On Monday’s news that pharmaceutical companies Pfizer and BioNTech have developed a coronavirus vaccine that is more than 90% effective, remote work stocks took a tumble.
Those companies have done well over the course of the COVID-19 pandemic since their products and services are helping workers do their job while at home.
If there’s an effective vaccine in distribution, the thinking is that offices will open back up and employees will return.
However, remote work will remain a part of our culture long after the vaccine is distributed nationally, former IBM CEO Ginni Rometty told CNBC.

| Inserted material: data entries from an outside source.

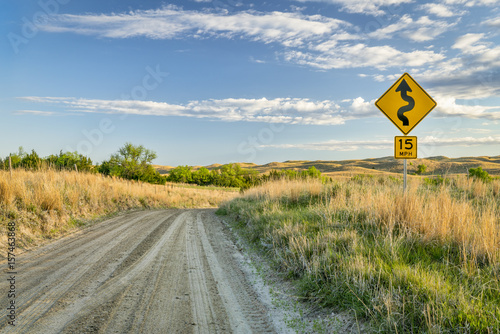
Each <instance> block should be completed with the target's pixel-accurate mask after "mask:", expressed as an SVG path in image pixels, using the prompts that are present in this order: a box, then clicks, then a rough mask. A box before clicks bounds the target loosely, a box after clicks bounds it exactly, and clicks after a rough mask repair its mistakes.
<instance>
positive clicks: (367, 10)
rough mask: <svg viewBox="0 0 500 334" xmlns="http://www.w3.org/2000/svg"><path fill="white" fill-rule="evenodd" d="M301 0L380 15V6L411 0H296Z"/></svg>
mask: <svg viewBox="0 0 500 334" xmlns="http://www.w3.org/2000/svg"><path fill="white" fill-rule="evenodd" d="M298 1H301V2H309V1H312V2H328V3H331V4H336V5H340V6H341V8H342V9H343V10H345V11H346V12H349V13H361V14H367V15H381V14H384V11H383V10H382V9H381V7H384V6H397V5H401V4H404V3H411V2H413V0H298Z"/></svg>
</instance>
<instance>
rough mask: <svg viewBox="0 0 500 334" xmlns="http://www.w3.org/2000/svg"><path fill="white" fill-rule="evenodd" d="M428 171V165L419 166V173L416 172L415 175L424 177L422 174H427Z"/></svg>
mask: <svg viewBox="0 0 500 334" xmlns="http://www.w3.org/2000/svg"><path fill="white" fill-rule="evenodd" d="M426 170H427V166H426V165H424V164H421V165H418V166H417V171H416V172H415V174H418V175H422V174H424V173H425V171H426Z"/></svg>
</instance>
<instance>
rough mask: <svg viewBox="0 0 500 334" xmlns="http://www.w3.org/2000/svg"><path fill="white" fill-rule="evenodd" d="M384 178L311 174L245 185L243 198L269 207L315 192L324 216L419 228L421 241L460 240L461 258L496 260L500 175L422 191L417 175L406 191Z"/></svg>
mask: <svg viewBox="0 0 500 334" xmlns="http://www.w3.org/2000/svg"><path fill="white" fill-rule="evenodd" d="M383 180H384V179H383V178H379V179H378V180H372V181H371V182H369V180H368V181H367V180H364V181H363V182H350V181H345V180H340V181H339V182H336V183H334V184H333V185H323V184H322V183H321V181H319V180H315V179H310V180H307V181H302V180H280V181H276V182H270V183H266V184H264V185H262V186H260V187H256V188H252V189H249V190H247V191H246V192H245V195H244V198H247V199H260V200H265V201H266V202H267V203H268V205H269V207H273V202H276V201H280V199H283V198H288V199H289V200H290V201H291V202H297V201H298V200H299V198H300V196H302V195H305V196H306V197H318V196H319V197H320V203H321V204H319V205H318V208H317V211H318V212H320V213H321V214H322V215H324V216H325V217H334V216H335V214H334V213H336V212H337V213H338V212H348V213H349V214H350V215H354V216H359V215H362V216H366V221H367V222H370V223H372V224H374V225H377V226H384V227H387V232H388V233H389V234H392V232H393V230H394V228H398V229H403V230H408V231H409V232H412V233H417V234H418V235H420V237H421V239H422V240H423V241H425V242H432V241H439V242H452V243H454V244H456V245H460V248H461V251H462V254H463V258H464V261H469V260H470V261H473V262H477V261H483V260H487V261H488V262H489V263H493V264H500V207H499V201H498V194H499V189H500V180H494V181H493V182H491V183H483V182H477V181H473V180H468V179H466V178H465V177H463V178H457V179H456V186H455V187H453V188H451V187H447V186H442V187H438V188H436V189H434V190H433V191H430V190H429V191H422V186H423V185H422V184H421V183H422V181H421V180H420V179H418V178H416V179H410V180H409V186H408V191H407V193H406V194H405V195H403V191H402V185H400V184H398V183H392V184H390V183H389V184H381V182H382V181H383ZM384 182H385V181H384ZM457 189H458V190H457ZM457 191H459V192H461V193H462V195H457ZM332 223H333V222H332Z"/></svg>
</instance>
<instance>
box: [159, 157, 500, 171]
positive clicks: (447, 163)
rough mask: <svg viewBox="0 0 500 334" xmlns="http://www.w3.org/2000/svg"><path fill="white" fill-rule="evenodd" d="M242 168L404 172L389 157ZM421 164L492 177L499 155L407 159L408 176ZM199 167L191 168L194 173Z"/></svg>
mask: <svg viewBox="0 0 500 334" xmlns="http://www.w3.org/2000/svg"><path fill="white" fill-rule="evenodd" d="M238 164H239V165H240V166H241V167H242V168H246V169H253V170H256V171H258V172H259V173H267V172H269V171H271V170H273V169H276V170H283V169H294V170H304V169H308V168H309V167H312V166H314V167H316V168H317V169H318V170H320V171H321V172H322V173H323V174H325V175H328V176H348V175H352V174H382V173H383V174H386V173H391V174H392V173H394V174H400V173H402V171H403V160H396V159H394V157H392V156H388V157H383V158H373V159H364V160H339V161H330V160H316V161H307V160H288V161H284V162H270V163H268V164H264V165H257V164H254V163H238ZM421 164H424V165H425V166H427V171H426V175H447V174H448V175H451V174H466V173H467V171H468V169H469V168H477V167H481V168H482V169H483V170H485V171H487V172H488V173H489V174H491V175H496V176H500V155H499V156H493V157H486V156H480V157H463V158H448V157H445V156H437V157H430V158H424V159H415V160H408V173H409V174H411V173H414V172H415V171H416V170H417V166H418V165H421ZM220 166H221V165H220V164H212V165H209V166H205V168H208V169H209V170H212V169H216V168H219V167H220ZM154 167H155V168H156V169H157V170H158V171H159V172H160V173H162V174H166V173H168V172H169V171H170V170H171V169H173V168H174V167H172V166H160V165H154ZM201 167H202V166H194V167H193V169H194V170H197V169H199V168H201Z"/></svg>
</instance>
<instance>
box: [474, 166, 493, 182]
mask: <svg viewBox="0 0 500 334" xmlns="http://www.w3.org/2000/svg"><path fill="white" fill-rule="evenodd" d="M469 177H473V178H474V179H475V180H481V181H483V182H491V180H492V179H493V178H492V177H491V176H490V174H488V172H487V171H485V170H483V169H482V168H481V167H477V168H471V169H469Z"/></svg>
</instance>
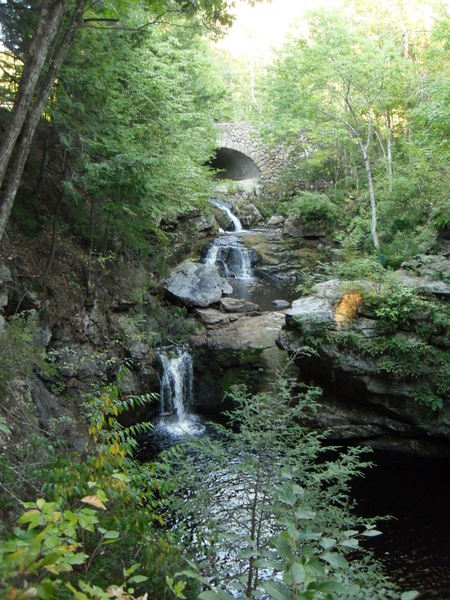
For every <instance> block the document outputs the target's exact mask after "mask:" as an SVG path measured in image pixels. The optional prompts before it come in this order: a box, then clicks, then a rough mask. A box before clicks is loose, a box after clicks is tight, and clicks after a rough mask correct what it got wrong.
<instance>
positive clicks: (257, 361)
mask: <svg viewBox="0 0 450 600" xmlns="http://www.w3.org/2000/svg"><path fill="white" fill-rule="evenodd" d="M201 310H203V309H201ZM208 310H210V309H208ZM217 312H218V311H217ZM222 314H223V315H224V316H225V317H228V319H229V322H228V323H226V322H225V323H224V322H223V321H219V322H217V323H215V324H214V325H212V326H211V325H209V326H208V325H207V326H206V329H205V330H203V331H202V332H200V333H198V334H196V335H194V336H192V337H191V339H190V345H191V347H192V352H193V356H194V386H195V394H194V395H195V397H196V398H197V408H198V409H200V410H201V411H202V412H205V413H208V414H211V415H217V414H218V413H220V412H222V411H223V410H224V409H226V408H230V405H229V401H228V399H227V397H226V392H227V390H228V389H229V388H230V386H232V385H234V384H245V385H246V386H247V388H248V389H249V391H251V392H256V391H259V390H261V389H263V388H264V386H265V385H266V384H267V382H269V381H270V380H271V379H273V377H274V376H275V373H276V372H277V370H278V369H279V368H280V367H282V366H283V365H284V364H285V362H286V358H287V355H286V353H285V352H282V351H281V350H280V349H278V348H277V346H276V343H275V342H276V339H277V337H278V335H279V332H280V329H281V326H282V324H283V322H284V315H283V314H282V313H280V312H265V313H263V314H261V315H257V316H248V315H239V314H238V313H222ZM233 317H234V318H233Z"/></svg>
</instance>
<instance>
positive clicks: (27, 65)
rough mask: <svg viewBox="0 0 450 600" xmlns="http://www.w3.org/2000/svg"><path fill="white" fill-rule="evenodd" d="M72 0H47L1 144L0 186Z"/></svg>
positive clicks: (37, 23)
mask: <svg viewBox="0 0 450 600" xmlns="http://www.w3.org/2000/svg"><path fill="white" fill-rule="evenodd" d="M69 1H70V0H58V1H53V2H52V1H51V0H44V2H43V4H42V8H41V12H40V15H39V20H38V23H37V25H36V29H35V33H34V35H33V39H32V41H31V44H30V47H29V49H28V58H27V60H26V61H25V65H24V69H23V73H22V77H21V79H20V84H19V89H18V91H17V95H16V98H15V101H14V107H13V110H12V114H11V118H10V121H9V123H8V126H7V129H6V132H5V137H4V138H3V143H2V145H1V147H0V189H1V187H2V184H3V180H4V177H5V174H6V170H7V168H8V164H9V161H10V159H11V156H12V154H13V152H14V147H15V144H16V141H17V139H18V137H19V135H20V132H21V131H22V128H23V125H24V123H25V120H26V118H27V114H28V111H29V107H30V104H31V102H32V98H33V95H34V93H35V90H36V86H37V85H38V82H39V78H40V77H41V74H42V71H43V69H44V65H45V62H46V60H47V58H48V54H49V51H50V48H51V45H52V43H53V41H54V39H55V37H56V35H57V33H58V29H59V27H60V25H61V22H62V20H63V18H64V14H65V12H66V9H67V6H68V5H69Z"/></svg>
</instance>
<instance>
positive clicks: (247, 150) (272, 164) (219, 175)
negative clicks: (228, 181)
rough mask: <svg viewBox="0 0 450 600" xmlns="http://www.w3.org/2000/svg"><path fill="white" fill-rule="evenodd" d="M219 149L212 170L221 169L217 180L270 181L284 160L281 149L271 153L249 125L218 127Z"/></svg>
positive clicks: (226, 123)
mask: <svg viewBox="0 0 450 600" xmlns="http://www.w3.org/2000/svg"><path fill="white" fill-rule="evenodd" d="M216 130H217V147H216V153H215V157H214V158H213V160H212V161H211V166H212V167H213V168H215V169H221V170H222V172H221V173H220V174H218V175H217V178H218V179H234V180H237V181H239V180H243V179H261V180H263V181H264V180H265V181H268V180H270V179H272V178H273V177H274V176H275V175H276V174H277V173H278V172H279V171H280V170H281V167H282V165H283V163H284V160H285V157H284V156H283V153H282V152H281V150H280V149H279V148H275V150H272V151H269V150H268V148H267V147H266V146H265V145H264V143H263V142H262V140H261V138H260V137H259V136H258V132H257V130H256V129H255V128H254V127H253V126H252V125H250V124H248V123H217V124H216Z"/></svg>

Her comments came on the heels of an announcement from drug maker Pfizer that its coronavirus vaccine is more than 90% effective in preventing Covid-19 infections. Major stocks that benefit from people staying at home due to the pandemic — like Zoom and Netflix — fall sharply following the news.
She added that remote work is “here to stay” and will become part of a “hybrid” model of working that sees some people working in offices, while others stay at home.
A vaccine “allows us to return to perhaps a bit of a more new normal,” Rometty said. “But a number of these things in the hybrid way of working I believe will remain, and the digital acceleration will continue because people have now seen what is possible.”
The pandemic forced millions of workers to work remotely, exponentially accelerating their organizations’ migration to the cloud.
According to Rometty, this should lead to a permanent adoption of the hybrid cloud and the flexibility of a partly remote workforce.
IBM, among others, has conducted surveys and studies of remote work and found that a majority of employers and employees want to retain some aspects of remote work, although other findings suggest that some workers are struggling with mental health issues in isolation and want to return to the office.